Here in the Ukraine thousands of recruiting notices and placards have been put out to get cooperation from the people and urging them to report to the Reich with the assurance of best treatment. Therefore, considering this and also the above mentioned abuses, it would seem to be of interest to the Reich, and necessary for the security of our future race and to prevent a later evil, to prevent by all means an alienation of the Ukraine with its precious territories and population by settling vicious abuses and by a clarification of the situation.

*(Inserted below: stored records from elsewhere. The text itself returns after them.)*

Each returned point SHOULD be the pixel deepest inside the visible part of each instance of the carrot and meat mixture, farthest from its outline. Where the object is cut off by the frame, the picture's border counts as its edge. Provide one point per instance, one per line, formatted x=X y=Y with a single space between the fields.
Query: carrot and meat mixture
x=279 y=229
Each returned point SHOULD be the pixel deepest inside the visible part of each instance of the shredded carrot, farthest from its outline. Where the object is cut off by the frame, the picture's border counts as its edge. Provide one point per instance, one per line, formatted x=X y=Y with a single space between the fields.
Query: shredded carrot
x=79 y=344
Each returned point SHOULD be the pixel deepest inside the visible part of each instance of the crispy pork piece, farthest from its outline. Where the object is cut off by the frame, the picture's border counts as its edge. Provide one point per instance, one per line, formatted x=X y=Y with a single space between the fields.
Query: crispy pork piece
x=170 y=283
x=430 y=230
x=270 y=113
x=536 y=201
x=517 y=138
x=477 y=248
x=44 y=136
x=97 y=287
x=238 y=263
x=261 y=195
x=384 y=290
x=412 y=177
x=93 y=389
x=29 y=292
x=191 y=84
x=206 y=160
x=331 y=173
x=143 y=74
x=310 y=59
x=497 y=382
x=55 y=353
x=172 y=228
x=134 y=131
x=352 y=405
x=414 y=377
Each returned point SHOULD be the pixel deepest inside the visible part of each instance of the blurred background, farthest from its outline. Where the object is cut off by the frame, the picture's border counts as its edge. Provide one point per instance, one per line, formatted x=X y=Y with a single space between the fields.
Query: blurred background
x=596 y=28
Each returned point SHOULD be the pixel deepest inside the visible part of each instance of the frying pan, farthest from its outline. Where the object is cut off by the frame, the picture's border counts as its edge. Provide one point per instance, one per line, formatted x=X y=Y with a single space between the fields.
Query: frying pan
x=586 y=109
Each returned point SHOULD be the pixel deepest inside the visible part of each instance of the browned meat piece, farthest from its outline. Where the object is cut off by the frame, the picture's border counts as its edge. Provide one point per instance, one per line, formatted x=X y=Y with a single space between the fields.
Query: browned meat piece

Certified True Copy C.P. 5 Oct 1942.
[illegible signature]
Envelope
At the V.O. of the Reichs Ministry for the occupied territories of
the East.
Deputy with Army, Territory B.
Official seal.
Copy of Copy
Copy of a letter of graduate engineer given to the Specialist Collecting Camp. (Translated from the original in the Specialist Collecting Camp.)
27 April 42
Camp Dabendorf, Berlin
Reich Railway direction.
Mister Franz H. Ergard and H. Nester!
Good Day!
As I have told you in my letter of 20 Apr. 42, we have been transported to the Grunewald Railroad car repair factories. In the first week I have worked as a manual laborer in the main warehouse of the works. I have unloaded coal, have dug the ground and have stacked lumber. This is supposed to be the "employment of Specialists" in their own line of work. The question constantly arises, why did I go to Germany, maybe that I who volunteered as a specialist (graduate engineer) for Germany, am to be transformed into a banned prisoner? I wonder why? What misdeeds have I committed against Germany? On the contrary, I have believed all those who spoke in Charkow about the worker's life in Germany. My attitude toward Germany has remained kind and friendly, I want to work, but I do not want to be led astray, to be treated as a civilian prisoner and without any care, or as a forgotten man who can find nowhere and receives from nobody, care and moral backing. I had hoped that we would be treated humanely and quite differently. It should be clear that I did not come to Germany to beg for charity. I had a job in Charkow and a decent working place; this I have renounced for the good of Germany and sacrificed for the improvement of the condition of my family. It was clear to me that I had to help that state that delivered me from the Bolshevist yoke, from this yoke under which I had to live for 24 years. Now I had expected a better future for myself. Our food ration consists of: at 4 o'clock in the morning 3/4 of a liter of tea, in the evening at 6 o'clock 3/4 of a liter of soup and 250 grams of bread a day. That is all. With such food we have to dig the ground and great requirements are made from us just like from manual laborers. On account of the under-nourishment and the heavy work I am weak and exhausted today and I don't know if I can endure and survive this much longer. To what conditions thoughtlessness can drive a man! Into a condition which will probably not be pleasant to anybody.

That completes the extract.